I did not know that.
Agreement was reached in principle, at the Hague in 1912, to limit the use of opium, morphine and cocaine to 'legitimate medical purposes', but in practice it was stymied by the commercial interests of Germany, the world's leading cocaine manufacturer, and Britain, which dominated the world's morphine industry. (42, emphasis added)Indeed, the process of isolating the active ingredients from coca leaves was pioneered by a Göttingen grad student, Alfred Niemann. Niemann not only named the alkaloid that he isolated 'cocaine', he also wrote his dissertation on the topic, which was published in 1860. (Niemann, sadly, died the following year.)

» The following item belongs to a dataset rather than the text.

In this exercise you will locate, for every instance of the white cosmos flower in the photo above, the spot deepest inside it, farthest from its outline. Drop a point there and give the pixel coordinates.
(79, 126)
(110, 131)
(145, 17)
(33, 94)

As H. Richard Friman observes in a 1999 essay, by the 1880s, the German pharmaceutical company Merck was the 'prime source for cocaine'.*
One of Merck's later rivals, I was interested to see, was C.H. Böhringer, which is located, not far from here, in Ingelheim am Rhein.
After the First World War, due to a variety of issues, Germany followed trends elsewhere and moved toward regulation of the drug. However, it appears to have remained a key producer of the (increasingly criminalised) drug at least through the 1920s.
Which brings me to another of the articles I ran across recently.
Ah, night cafés in Montmartre and international express trains. That's the drug underground as it should be. Better that than Scarface.Cocaine in His Socks.
Arrest of London Man Who Made Frequent Visits to Germany.
With cocaine in his socks, a Londoner living in a small Paris hotel was arrested by the Paris police in a Montmartre night restaurant.
The man, has been a frequent visitor to Berlin, coming back always with a load of flash jewellery,which he sold in Paris cafés and night restaurants.
The cocaine smugglers are busier than ever trying to bring secret stocks into France from Germany. Much of the narcotics which are thus fraudulently introduced across the French frontier eventually reach England.
Two days ago the French frontier police at Forbach found in the Wiesbaden—Paris express a huge store of contraband, of which cocaine done up in tiny glass tubes formed a large part. Eight men have been arrested, and the French police have obtained warrants against a number of German exporters.
(The Daily Mirror, 2 May 1922, 4)
These days, of course, this part of the Rhineland is far more famous for a different drug.
*'Germany and the Transformations of Cocaine, 1860-1920', in Cocaine: Global Histories, ed. Paul Gootenberg (Routledge, 1999), 83-104, p. 84.